The statement partly reads, ” With 25 million child marriages averted in the last decade, UNICEF issues warning on International Women’s Day that these gains are now under serious threat
It warned that school closures, economic stress, service disruptions, pregnancy, and parental deaths due to the pandemic are putting the most vulnerable girls at increased risk of child marriage.
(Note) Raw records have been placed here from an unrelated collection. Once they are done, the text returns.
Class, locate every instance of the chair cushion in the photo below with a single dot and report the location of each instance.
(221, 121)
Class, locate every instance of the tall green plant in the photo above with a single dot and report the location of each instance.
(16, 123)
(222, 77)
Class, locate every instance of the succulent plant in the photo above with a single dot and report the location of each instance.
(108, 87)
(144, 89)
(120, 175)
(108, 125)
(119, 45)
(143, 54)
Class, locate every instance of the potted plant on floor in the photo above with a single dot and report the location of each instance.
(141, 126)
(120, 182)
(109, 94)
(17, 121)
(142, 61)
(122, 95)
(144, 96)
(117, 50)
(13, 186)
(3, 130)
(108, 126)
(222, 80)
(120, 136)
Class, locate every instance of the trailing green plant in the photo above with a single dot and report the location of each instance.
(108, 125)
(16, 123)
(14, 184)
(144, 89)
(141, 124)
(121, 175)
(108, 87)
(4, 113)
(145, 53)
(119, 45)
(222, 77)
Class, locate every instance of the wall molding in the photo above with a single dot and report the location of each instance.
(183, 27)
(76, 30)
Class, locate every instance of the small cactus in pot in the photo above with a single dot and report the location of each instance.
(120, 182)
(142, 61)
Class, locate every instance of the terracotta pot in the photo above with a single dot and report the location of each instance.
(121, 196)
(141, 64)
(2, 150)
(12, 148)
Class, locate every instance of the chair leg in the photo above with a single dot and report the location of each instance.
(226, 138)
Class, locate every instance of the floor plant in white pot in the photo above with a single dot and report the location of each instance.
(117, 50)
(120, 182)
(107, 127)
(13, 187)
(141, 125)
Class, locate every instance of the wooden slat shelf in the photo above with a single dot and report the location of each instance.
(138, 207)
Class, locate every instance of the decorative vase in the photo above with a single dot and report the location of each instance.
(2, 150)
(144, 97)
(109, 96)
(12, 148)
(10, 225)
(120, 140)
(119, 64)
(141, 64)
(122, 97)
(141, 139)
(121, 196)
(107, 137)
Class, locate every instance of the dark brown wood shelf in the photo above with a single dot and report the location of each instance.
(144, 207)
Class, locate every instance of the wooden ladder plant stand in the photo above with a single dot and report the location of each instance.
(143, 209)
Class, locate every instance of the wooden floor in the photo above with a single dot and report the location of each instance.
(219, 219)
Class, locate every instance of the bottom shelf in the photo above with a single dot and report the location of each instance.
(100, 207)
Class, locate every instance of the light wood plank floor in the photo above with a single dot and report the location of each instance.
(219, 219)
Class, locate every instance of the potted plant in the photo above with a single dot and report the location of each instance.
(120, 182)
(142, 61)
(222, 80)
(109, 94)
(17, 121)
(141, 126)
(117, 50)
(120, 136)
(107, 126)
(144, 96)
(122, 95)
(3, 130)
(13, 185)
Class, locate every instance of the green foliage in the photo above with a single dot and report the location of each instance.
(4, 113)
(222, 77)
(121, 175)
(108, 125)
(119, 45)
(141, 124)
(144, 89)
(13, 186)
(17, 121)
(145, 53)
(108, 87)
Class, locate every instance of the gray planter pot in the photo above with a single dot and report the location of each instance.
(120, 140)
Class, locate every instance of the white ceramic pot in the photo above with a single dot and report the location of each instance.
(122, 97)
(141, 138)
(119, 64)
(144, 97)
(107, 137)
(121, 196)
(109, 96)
It further said, “Even before the COVID-19 outbreak, 100 million girls were at risk of child marriage in the next decade, despite significant reductions in several countries in recent years.
“In the last ten years, the proportion of young women globally who were married as children had decreased by 15 per cent, from nearly 1 in 4 to 1 in 5, the equivalent of some 25 million marriages averted, a gain that is now under threat.
“COVID-19 has made an already difficult situation for millions of girls even worse. Shuttered schools, isolation from friends and support networks, and rising poverty have added fuel to a fire the world was already struggling to put out. But we can and we must extinguish child marriage,” said UNICEF Executive Director Henrietta Fore.
“International Women’s Day is a key moment to remind ourselves of what these girls have to lose if we do not act urgently – their education, their health, and their futures.”
The statement noted that girls who marry in childhood face immediate and lifelong consequences.
“They are more likely to experience domestic violence and less likely to remain in school. Child marriage increases the risk of early and unplanned pregnancy, in turn increasing the risk of maternal complications and mortality.